Plotting pitches – ggplot2 tips and tricks

In Chapter 6 of our book we presented a step-by-step guide for producing plots with the powerful `ggplot2` package.

While you can get a close-to-finished `ggplot2` plot without much hassle, sometimes the finishing touch may require more time than one would expect (and even get you some frustrations when you don’t understand why an error occurs or something isn’t shown as expected).

Here I will start showing a few tips and tricks to finish up your `ggplot2` figures.

Let’s first get us some data to plot.

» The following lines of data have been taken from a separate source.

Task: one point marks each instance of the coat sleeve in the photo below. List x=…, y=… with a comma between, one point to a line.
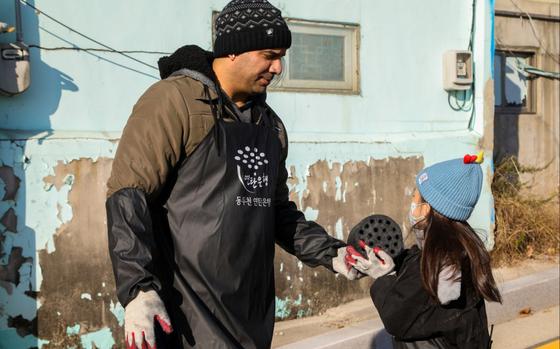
x=406, y=309
x=150, y=147
x=307, y=240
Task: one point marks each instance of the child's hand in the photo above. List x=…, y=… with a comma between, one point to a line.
x=377, y=264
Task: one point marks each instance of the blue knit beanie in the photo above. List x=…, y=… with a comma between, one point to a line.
x=451, y=187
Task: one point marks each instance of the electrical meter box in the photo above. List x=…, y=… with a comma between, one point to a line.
x=14, y=69
x=457, y=70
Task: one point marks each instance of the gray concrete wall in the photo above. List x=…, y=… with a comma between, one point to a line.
x=532, y=137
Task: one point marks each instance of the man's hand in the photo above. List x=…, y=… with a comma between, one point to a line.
x=377, y=264
x=341, y=265
x=140, y=317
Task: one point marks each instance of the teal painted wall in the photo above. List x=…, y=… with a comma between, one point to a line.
x=78, y=103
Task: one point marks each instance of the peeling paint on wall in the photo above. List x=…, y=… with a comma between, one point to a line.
x=339, y=195
x=80, y=244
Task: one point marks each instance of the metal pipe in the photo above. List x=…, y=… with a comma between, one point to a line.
x=19, y=30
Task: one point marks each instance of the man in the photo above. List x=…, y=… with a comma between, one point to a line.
x=197, y=195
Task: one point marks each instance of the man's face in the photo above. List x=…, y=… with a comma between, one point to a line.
x=256, y=70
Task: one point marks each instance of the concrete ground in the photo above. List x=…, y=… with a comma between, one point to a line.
x=356, y=318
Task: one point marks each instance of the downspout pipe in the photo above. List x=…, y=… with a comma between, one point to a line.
x=19, y=30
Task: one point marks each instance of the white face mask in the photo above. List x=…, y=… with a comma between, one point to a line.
x=413, y=219
x=418, y=233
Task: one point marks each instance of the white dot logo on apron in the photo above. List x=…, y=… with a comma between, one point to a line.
x=250, y=168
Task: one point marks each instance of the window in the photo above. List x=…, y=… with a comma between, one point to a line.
x=513, y=87
x=323, y=58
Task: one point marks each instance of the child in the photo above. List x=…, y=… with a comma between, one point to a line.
x=436, y=297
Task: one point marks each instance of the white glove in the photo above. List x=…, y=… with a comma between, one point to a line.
x=377, y=264
x=342, y=266
x=139, y=320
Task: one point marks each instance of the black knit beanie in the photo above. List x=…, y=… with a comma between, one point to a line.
x=249, y=25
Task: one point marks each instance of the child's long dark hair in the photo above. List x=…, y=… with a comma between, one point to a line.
x=455, y=243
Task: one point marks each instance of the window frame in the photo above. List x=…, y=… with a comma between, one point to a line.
x=530, y=105
x=351, y=84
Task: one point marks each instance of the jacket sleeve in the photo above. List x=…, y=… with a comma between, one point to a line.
x=307, y=240
x=150, y=146
x=406, y=309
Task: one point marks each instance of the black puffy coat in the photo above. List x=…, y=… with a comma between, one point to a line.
x=416, y=320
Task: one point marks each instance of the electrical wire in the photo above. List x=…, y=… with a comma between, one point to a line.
x=90, y=49
x=110, y=49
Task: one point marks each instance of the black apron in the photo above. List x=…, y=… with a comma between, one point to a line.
x=221, y=246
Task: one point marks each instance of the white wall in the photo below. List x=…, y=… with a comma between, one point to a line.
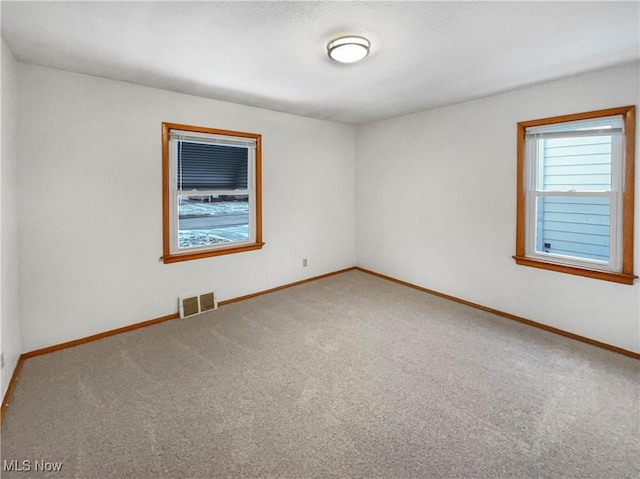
x=9, y=320
x=436, y=207
x=91, y=214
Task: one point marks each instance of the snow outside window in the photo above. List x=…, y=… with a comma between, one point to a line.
x=212, y=192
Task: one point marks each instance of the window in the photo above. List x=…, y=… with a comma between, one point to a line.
x=576, y=193
x=211, y=192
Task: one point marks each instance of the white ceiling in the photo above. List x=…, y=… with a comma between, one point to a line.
x=273, y=54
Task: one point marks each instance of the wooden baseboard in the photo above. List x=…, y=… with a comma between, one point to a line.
x=76, y=342
x=288, y=285
x=95, y=337
x=11, y=387
x=69, y=344
x=497, y=312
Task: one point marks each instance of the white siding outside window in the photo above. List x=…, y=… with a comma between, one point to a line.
x=574, y=192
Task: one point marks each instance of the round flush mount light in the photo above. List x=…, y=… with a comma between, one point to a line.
x=348, y=49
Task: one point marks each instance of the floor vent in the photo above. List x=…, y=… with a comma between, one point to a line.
x=201, y=303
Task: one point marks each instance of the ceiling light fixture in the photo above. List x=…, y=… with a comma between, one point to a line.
x=348, y=49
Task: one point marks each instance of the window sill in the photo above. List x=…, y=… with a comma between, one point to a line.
x=622, y=278
x=175, y=258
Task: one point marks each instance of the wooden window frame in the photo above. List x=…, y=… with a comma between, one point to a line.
x=625, y=275
x=168, y=256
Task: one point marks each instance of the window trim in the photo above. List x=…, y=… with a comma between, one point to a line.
x=625, y=275
x=167, y=255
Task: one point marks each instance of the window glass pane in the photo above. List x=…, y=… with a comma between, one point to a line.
x=573, y=226
x=210, y=220
x=203, y=166
x=576, y=163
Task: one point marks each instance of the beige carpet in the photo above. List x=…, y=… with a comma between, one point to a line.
x=347, y=376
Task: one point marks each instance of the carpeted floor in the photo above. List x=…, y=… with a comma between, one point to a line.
x=347, y=376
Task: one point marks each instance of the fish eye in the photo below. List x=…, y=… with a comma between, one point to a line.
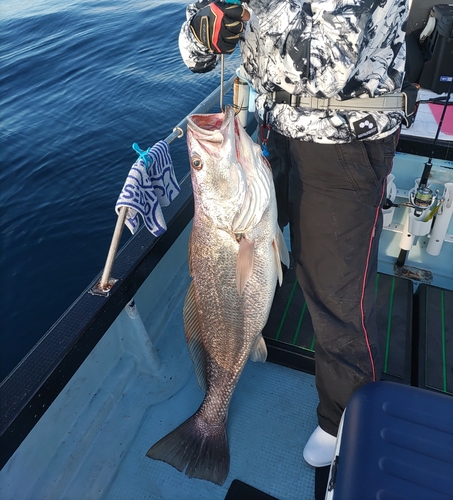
x=197, y=162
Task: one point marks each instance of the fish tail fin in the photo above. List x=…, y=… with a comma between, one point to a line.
x=199, y=446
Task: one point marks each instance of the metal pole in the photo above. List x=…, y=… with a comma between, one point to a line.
x=105, y=284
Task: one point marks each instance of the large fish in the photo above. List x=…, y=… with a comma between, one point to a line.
x=235, y=254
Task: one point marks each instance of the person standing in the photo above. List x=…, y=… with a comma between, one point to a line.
x=328, y=76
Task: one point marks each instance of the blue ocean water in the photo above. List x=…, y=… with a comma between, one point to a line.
x=80, y=82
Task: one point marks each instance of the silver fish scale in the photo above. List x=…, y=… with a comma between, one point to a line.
x=230, y=323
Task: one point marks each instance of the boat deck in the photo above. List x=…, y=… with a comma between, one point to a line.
x=138, y=382
x=96, y=449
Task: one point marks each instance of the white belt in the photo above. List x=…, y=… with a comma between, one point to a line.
x=385, y=102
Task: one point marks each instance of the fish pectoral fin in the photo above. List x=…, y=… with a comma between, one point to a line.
x=194, y=338
x=281, y=254
x=259, y=351
x=244, y=264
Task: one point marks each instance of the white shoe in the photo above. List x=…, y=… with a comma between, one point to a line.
x=320, y=448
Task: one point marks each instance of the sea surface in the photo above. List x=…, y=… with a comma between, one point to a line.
x=80, y=82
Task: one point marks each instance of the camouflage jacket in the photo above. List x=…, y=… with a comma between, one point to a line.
x=337, y=49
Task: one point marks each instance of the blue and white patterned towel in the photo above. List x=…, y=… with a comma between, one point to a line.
x=151, y=183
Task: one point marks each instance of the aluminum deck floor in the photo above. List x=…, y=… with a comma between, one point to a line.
x=271, y=417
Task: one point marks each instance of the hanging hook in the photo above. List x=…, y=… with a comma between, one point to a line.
x=143, y=155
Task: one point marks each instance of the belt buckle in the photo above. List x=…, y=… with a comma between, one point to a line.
x=320, y=103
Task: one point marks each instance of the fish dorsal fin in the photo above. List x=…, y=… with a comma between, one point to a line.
x=281, y=254
x=259, y=351
x=244, y=264
x=193, y=337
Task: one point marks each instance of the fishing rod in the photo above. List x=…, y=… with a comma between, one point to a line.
x=422, y=197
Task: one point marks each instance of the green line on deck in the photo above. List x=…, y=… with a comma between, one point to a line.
x=389, y=327
x=444, y=347
x=299, y=323
x=286, y=310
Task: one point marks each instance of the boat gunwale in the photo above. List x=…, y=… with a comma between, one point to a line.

I will make examples using pitches thrown by Clayton Kershaw on Opening Day 2013, when he completed a 94-pitches shutout.
Just like Jim did in the previous post, I’ll make use of the `pitchRx` package to get the desired data. Notice that data are grabbed as strings, thus conversions to numeric are required for some columns before plotting.

```library(pitchRx)

# get data from Apr. 1, 2013
dat = scrapeFX(start="2013-04-01", end="2013-04-01")

pitches = plyr::join(dat\$pitch, dat\$atbat,
by = c("num", "url"), type = "inner")

# Clayton Kershaw's pitches
kershaw = subset(pitches, pitcher_name == "Clayton Kershaw")

# convert characters to numbers
kershaw\$px = as.numeric(kershaw\$px)
kershaw\$pz = as.numeric(kershaw\$pz)
kershaw\$start_speed = as.numeric(kershaw\$start_speed)
```

As I said, you can get your first plot very easily.

```library(ggplot2)

# basic example
ggplot(data=kershaw, aes(x=px, y=pz, shape=type, col=pitch_type)) +
geom_point()
```

With the code above, we indicate that `kershaw` is the data frame to be used, that the variables `px` and `pz` are to be mapped to the x-axis and y-axis respectively, then `type` will affect shape and `pitch_type` color. Here’s the result.

click for full size

By just adding a couple of lines of code, we can have side-by-side plots with data split by opponent handedness, and equal coordinates since `px` and `pz` are expressed in the same unit.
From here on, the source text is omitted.